These novels are science fiction. That means they are stories with some connection to science, particularly speculative science.

Physics and Mathematics

Scalars, vectors, tensors, and spinors are all mathematical terms for rather straightforward ideas. 

Think of a scalar as a thing with one slot that can be filled with a number.  It can represent anything, but for example let's create a scalar for height.  A scalar field is just a construct that contains a scalar for each point in some space.  For example, we could have a scalar field for the height of the grass on a golf course.  On the greens, the height will be nearly uniform and very short.  On the fairways, the height will be fairly uniform and higher.  In the rough, the height will be extremely variable and even higher.

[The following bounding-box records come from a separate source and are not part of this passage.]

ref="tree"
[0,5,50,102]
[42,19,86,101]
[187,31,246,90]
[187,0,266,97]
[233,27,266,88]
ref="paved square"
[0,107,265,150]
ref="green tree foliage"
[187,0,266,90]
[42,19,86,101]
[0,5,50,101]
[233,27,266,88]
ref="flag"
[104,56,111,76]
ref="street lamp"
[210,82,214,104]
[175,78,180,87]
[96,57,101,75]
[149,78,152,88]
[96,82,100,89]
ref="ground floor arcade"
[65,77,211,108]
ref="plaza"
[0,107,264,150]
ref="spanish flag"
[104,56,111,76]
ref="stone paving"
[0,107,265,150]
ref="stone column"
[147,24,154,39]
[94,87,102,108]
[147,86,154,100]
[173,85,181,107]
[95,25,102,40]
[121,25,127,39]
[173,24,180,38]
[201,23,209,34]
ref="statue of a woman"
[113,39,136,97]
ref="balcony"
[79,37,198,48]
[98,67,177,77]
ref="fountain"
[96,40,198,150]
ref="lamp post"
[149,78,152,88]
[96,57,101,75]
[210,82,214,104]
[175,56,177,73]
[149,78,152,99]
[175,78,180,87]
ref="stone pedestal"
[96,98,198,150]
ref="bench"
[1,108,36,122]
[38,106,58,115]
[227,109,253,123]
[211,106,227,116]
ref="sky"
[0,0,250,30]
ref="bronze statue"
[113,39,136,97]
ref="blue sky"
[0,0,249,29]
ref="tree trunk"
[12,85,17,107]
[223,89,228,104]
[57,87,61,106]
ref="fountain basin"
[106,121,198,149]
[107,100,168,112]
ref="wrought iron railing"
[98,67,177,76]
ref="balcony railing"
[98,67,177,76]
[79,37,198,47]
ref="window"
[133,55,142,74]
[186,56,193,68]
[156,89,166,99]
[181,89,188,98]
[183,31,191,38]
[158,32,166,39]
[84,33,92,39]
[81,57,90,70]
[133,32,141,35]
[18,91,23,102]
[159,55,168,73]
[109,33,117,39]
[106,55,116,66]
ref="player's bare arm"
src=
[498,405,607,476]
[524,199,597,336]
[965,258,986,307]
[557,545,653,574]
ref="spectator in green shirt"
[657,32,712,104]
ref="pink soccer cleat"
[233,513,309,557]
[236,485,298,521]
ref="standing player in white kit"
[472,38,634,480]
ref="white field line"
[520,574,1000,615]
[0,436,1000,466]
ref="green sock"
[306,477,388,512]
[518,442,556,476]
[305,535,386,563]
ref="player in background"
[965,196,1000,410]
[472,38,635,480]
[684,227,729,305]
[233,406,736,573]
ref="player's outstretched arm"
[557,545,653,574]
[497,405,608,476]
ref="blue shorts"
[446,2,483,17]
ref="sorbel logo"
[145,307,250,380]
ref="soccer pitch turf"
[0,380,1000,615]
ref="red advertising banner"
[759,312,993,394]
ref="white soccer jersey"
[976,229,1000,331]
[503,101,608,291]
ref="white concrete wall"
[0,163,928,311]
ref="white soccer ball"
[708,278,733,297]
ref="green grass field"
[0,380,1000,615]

A vector is a thing with two slots.  For example, wind speed and compass direction.  A weather map often shows a vector field of wind speeds and directions.  In the figures below, two patches show uniform vectors within the patch but differences between the patches.  In a real weather map, the vectors near a given point will not be uniform but will have similar directions and speeds, but the values will change smoothly as you change position.

vector field 

A tensor is a generalization of a vector and usually has three or more slots, but there are also tensor fields.  On example of a two-dimensional tensor field is the stress on the ground just prior to an earthquake.  At each point, there are forces pushing on the point and if you look at each direction, the amount of forces is different.  You might represent this on a map as different sizes and shapes of elipses, one elipse for each point.

Note that a scalar is a tensor of order 0, a vector is a tensor of order 1, and a general tensor has higher order.  However, each of these can be applied to spaces of different dimensions.  Thus, you can have an order-0 scalat field on a 2-dimensional plane or the 2-dimensional surface of a sphere, but you can also have an order-0 scalar field on the 3-dimensional volume of a sphere.  Similarly, a tensor of any order might be applied to a space of any dimension.  For nice situations, you can think of representing each slot in one of these things by a set of coordinate values, with the number of coordinates being equal to the dimension of the space.  Therefore, the number of components of a vector field a three dimensional space would derive from three coordinates times three coordinates (for the two slots) = 9.  In a 2-dimensional space, there would only by 2 times 2 or 4 components.  But that stress tensor on a 2-dimensional surface would have 2 times 2 times 2 = 8 components.  On a 3-dimensional space, it would have 27 components.

A spinor is another generalization in which the component values can be complex numbers or real numbers.  This makes them much more complicated.

Fiction

In these books, our heroes are modifying the component values of tensors.  They use the short-hand and say they are modifying the component values.  However, rather than meaning that they just change the numeric value of the tensor that is written on paper, they are modifying a property that causes the tensor to have that numeric value.  In general, we don't know how to do this.